Peter Hook, founding member of two of the most influential British bands ever, the immortal Joy Division and the equally revered New Order, takes to the stage Saturday at Milk with his new group but will, nevertheless, be looking back at the original group.
His group, Peter Hook and the Light, pays tribute to Joy Division — the group that defined post-punk and broke up in 1980 with the suicide of lead singer Ian Curtis — and to its "Unknown Pleasures," one of the most timeless and iconic debut records of all time.
"The Light started when I got a couple of my mates together to finally celebrate Joy Division," Hook said in a telephone interview.
The shock suicide of Curtis came just days before the band was set to tour the United States for the first time, and it hit Hook and the other Joy Division members hard.
"When Ian died, I more or less dived into a beer barrel," he said admitting that "in New Order, we very successfully ignored it for nigh on 30 years."
The new venture is part of an extended grieving process, he said. But he insists that it is far from a gloomy affair.
"It is like rediscovering this wonderful toy that you had when you were a kid, and you find it again at the back of a cupboard and remember how fantastic and in love with it you were!" he said with genuine warmth.

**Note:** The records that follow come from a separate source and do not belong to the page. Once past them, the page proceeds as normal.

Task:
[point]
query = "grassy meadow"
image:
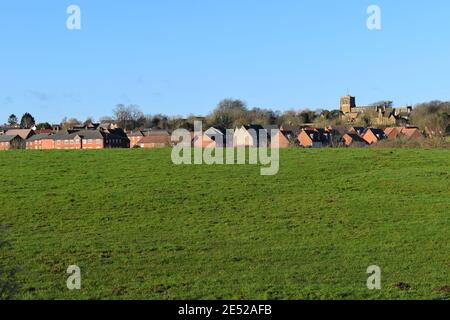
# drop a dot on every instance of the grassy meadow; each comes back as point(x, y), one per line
point(140, 227)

Hook is adamant that the Light will not "slip into tribute band territory." The show is built around playing Joy Division's debut album "Unknown Pleasures" in its entirety, but he sees the set as a "translation" of the band's music into a new ear, rather than an attempt to recreate the sound and rawness of the past.
The group is playing Moscow partly after some timely advice from Andy Rourke, the former bassist of the 80s gladioli rockers, The Smiths.
"Andy was basically telling me what a great time they had when he was here last and how well looked after they were," he said. "When I DJ'd here, as I have been doing for the last six years, I was also really well looked after."
Joy Division has a surprisingly wide following in Russia and it is not difficult to draw a line between them and Kino, the legendary 1980s Soviet group whose lead singer, Viktor Tsoi also died young. Fans say they first listened to Kino before moving on to Joy Division and other post-punk English groups.
The concert will be the first chance for many to hear that Joy Division sound for real.
"Joy Division never made it to Russia. … They never made it out of England hardly!" said Hook, but this Saturday he promised "an enthusiastic, passionate, faithful rendition of Joy Division."